Look at this absolutely ridiculous cover! And man!
Anyway, this is the fourth and final Sherlock Holmes novel and it’s much too like the others for its own good. It would be one thing if this was purely structural, but it’s not. In this novel Holmes is brought on to a case of a home invasion and self-defense murder….just a man getting shot in the face with a shotgun. And as the crime and investigation unfolds, we are treated to a very long section in which the interested party tells us about American intrigue! Wherein in a small town in Pennsylvania, a coal-mining town, a labor union and a crime syndicate and a free mason like group and the local mine are all in a push and pull for control. Enter our lead man McMurdo, an Irishman from Chicago who joins the secret society and helps to ferret out a mole. And as it happens, there’s more than meets the eye!

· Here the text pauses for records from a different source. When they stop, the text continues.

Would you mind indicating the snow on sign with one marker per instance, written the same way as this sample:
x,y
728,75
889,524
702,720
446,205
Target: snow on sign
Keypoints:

So yes, this novel has almost exactly the same plot and structure as A Study in Scarlet and that’s really frustrating for two significant reasons. One, there’s only four Holmes novels, and the stories always prove to be better unfortunately because there’s a real chance for Holmes to stretch his legs out. But Doyle tends to fall into this habit of taking far away from the mystery itself.
And two, The Hound of the Baskervilles is SOOOOO good and EXACTLY what a Sherlock Holmes novel can be, that it sucks that these others are less good.